In the healthy group (Table 2), there was no significant effect of 5HTTLPR genotype for either the raw (F = 0.07, P = 0.79) or normalized HCV (F = 0.53, P = 0.47) or ICV (P = 0.40). For the BDNF Val66Met groups, there was also no main effect of genotype on the raw (F = 0.51, P = 0.60) or normalized HCV (F = 0.21, P = 0.81) or an effect on ICV (P = 0.85). Given the effect sizes from previous research (Bueller et al. 2006), the current analysis had 97.1% power to detect an effect of BDNF Val66Met (Cohen's f: left = 0.37 and right = 0.34). There was no precedent to derive effect size estimates for the 5HTTLPR analysis, but the design had the sensitivity to detect an effect of f = 0.34 at 95% power and an effect of f = 0.27 at a lower power threshold of 80%. In all models, the within-subject effect of hemisphere was significant, whereby the right HCV was greater than left (raw volumes, F = 21.96, P < 0.001 and normalized volumes, F = 25.42, P < 0.001), irrespective of genotype.
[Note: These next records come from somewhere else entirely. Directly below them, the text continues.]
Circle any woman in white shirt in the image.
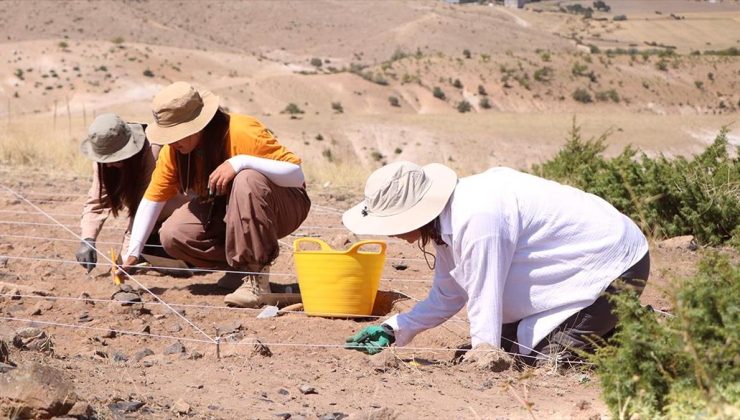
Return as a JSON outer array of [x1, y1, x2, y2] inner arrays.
[[343, 162, 650, 361]]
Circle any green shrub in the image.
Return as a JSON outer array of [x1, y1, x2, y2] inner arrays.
[[596, 89, 619, 103], [594, 0, 612, 12], [593, 253, 740, 418], [573, 88, 594, 104], [390, 48, 409, 61], [432, 86, 446, 101], [532, 119, 740, 245], [704, 47, 740, 57], [534, 66, 553, 83], [457, 99, 473, 114]]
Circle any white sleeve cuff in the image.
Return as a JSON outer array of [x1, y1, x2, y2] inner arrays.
[[227, 155, 305, 187], [121, 198, 167, 261]]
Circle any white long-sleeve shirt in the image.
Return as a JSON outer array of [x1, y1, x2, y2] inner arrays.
[[385, 168, 648, 354]]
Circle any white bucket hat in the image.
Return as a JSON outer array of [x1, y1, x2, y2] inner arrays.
[[80, 114, 146, 163], [146, 82, 219, 144], [342, 161, 457, 236]]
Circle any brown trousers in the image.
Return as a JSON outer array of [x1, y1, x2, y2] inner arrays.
[[501, 252, 650, 365], [159, 169, 311, 270]]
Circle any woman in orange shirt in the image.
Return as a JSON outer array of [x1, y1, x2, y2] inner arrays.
[[120, 82, 311, 307]]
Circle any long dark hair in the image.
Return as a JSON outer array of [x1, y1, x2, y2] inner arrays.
[[416, 216, 447, 270], [419, 217, 445, 248], [175, 108, 230, 197], [98, 140, 149, 217]]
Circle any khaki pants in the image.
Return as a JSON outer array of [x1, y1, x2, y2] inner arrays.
[[159, 169, 311, 270]]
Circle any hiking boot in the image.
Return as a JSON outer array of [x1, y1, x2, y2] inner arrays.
[[216, 273, 244, 292], [224, 265, 301, 308]]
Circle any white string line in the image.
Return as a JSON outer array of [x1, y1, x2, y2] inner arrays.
[[0, 220, 126, 230], [0, 218, 394, 235], [0, 316, 214, 344], [0, 210, 81, 217], [0, 233, 424, 261], [0, 293, 398, 319], [0, 233, 162, 248], [2, 185, 216, 343], [0, 191, 87, 197], [0, 316, 593, 365], [0, 251, 431, 284]]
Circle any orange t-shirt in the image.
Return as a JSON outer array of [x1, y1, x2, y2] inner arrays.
[[144, 114, 301, 202]]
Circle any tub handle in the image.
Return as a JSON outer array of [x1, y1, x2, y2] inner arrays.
[[293, 238, 334, 252], [347, 240, 388, 254]]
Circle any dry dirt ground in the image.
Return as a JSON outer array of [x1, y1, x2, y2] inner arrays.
[[0, 0, 740, 419], [0, 168, 697, 418]]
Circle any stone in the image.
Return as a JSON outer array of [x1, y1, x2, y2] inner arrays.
[[171, 399, 190, 414], [0, 338, 10, 363], [113, 292, 141, 306], [370, 351, 399, 372], [108, 400, 146, 414], [217, 321, 243, 335], [347, 407, 399, 420], [134, 348, 154, 362], [298, 384, 318, 395], [164, 341, 185, 354], [319, 411, 348, 420], [13, 327, 54, 353], [112, 351, 128, 362], [0, 364, 78, 418], [67, 401, 95, 419], [658, 235, 699, 251], [462, 343, 514, 372], [0, 362, 16, 373], [391, 262, 409, 271]]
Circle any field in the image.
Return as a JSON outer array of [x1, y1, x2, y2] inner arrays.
[[0, 0, 740, 419]]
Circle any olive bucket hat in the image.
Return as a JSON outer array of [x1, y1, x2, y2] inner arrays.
[[80, 113, 146, 163]]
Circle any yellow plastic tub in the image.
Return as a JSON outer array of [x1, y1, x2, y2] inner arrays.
[[293, 238, 386, 318]]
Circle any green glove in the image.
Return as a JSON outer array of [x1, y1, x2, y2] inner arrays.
[[344, 324, 396, 354]]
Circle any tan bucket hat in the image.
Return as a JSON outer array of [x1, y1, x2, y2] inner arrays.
[[146, 82, 219, 144], [80, 114, 146, 163], [342, 161, 457, 236]]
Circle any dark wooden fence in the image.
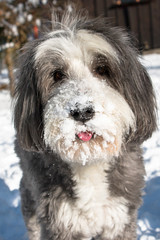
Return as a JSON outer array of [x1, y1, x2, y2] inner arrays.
[[81, 0, 160, 50]]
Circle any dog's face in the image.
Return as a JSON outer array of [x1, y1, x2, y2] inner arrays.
[[35, 30, 135, 164], [15, 12, 156, 164]]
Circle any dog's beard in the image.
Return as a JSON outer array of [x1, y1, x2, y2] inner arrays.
[[44, 78, 134, 165]]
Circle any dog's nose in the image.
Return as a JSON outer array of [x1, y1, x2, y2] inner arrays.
[[70, 106, 95, 123]]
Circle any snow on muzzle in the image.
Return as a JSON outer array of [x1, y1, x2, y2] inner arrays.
[[44, 78, 134, 164]]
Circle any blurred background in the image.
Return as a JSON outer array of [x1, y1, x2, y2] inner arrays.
[[0, 0, 160, 240], [0, 0, 160, 96]]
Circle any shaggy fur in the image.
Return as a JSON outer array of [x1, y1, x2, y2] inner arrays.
[[14, 10, 156, 240]]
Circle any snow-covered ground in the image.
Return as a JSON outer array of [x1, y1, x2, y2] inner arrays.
[[0, 54, 160, 240]]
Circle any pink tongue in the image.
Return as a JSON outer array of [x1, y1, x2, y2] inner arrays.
[[77, 132, 93, 142]]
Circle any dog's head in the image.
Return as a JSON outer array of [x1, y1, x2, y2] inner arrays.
[[15, 10, 156, 164]]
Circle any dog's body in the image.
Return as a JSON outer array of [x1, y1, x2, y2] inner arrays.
[[15, 10, 156, 240]]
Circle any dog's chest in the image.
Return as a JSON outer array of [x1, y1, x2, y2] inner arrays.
[[57, 163, 128, 240]]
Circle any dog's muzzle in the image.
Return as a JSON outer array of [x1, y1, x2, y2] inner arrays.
[[70, 106, 95, 123]]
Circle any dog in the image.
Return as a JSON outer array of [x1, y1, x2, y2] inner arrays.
[[14, 9, 156, 240]]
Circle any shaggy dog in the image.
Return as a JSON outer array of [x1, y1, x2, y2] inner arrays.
[[14, 9, 156, 240]]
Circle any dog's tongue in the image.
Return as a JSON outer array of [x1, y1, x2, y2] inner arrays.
[[77, 131, 93, 142]]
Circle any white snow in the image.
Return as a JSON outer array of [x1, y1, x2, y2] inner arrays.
[[0, 54, 160, 240]]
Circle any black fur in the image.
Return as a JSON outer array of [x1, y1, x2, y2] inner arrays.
[[14, 11, 156, 240]]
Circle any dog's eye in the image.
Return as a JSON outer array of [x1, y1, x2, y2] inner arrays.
[[51, 70, 65, 82], [95, 65, 110, 77]]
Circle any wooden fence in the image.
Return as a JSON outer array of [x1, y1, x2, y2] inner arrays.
[[81, 0, 160, 50]]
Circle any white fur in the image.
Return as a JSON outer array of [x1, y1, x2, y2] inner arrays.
[[57, 162, 130, 240], [44, 74, 134, 164]]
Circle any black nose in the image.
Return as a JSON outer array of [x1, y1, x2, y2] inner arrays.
[[70, 106, 95, 123]]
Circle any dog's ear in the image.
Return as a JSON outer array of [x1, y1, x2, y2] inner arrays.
[[120, 39, 157, 143], [14, 40, 43, 151]]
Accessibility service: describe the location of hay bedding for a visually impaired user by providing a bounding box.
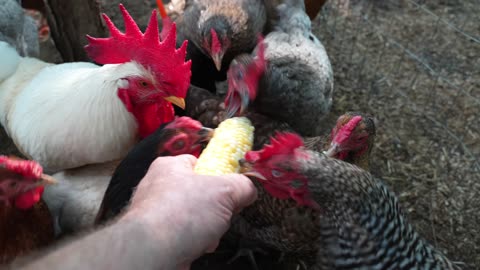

In the MDD group (Table 3), there was no significant effect of 5HTTLPR genotype on HCV for diallelic (raw, F = 0.003, P = 0.96 and normalized, F = 0.72 P = 0.40) or triallelic 5HTTLPR genotypes (raw, F = 0.30, P = 0.59 and normalized, F = 0.001, P = 0.90). Taking effect size estimates from the study by Frodl et al. (2008a) who found significant volume reductions in HCV in L/L homozygotes with MDD (Cohen's f = 0.33), we had 88.4% power to correctly reject the null hypothesis. There was no 5HTTLPR effect on ICV (diallelic, P = 0.45 and triallelic, P = 0.57). As there was a potentially confounding relationship between the S allele and medication use under the diallelic classification, we also tested for the influence of 5HTTLPLR genotype in a subgroup of unmedicated patients, but found no significant effects (raw, F = 2.68, P = 0.11 and normalized, F = 0.02, P = 0.89).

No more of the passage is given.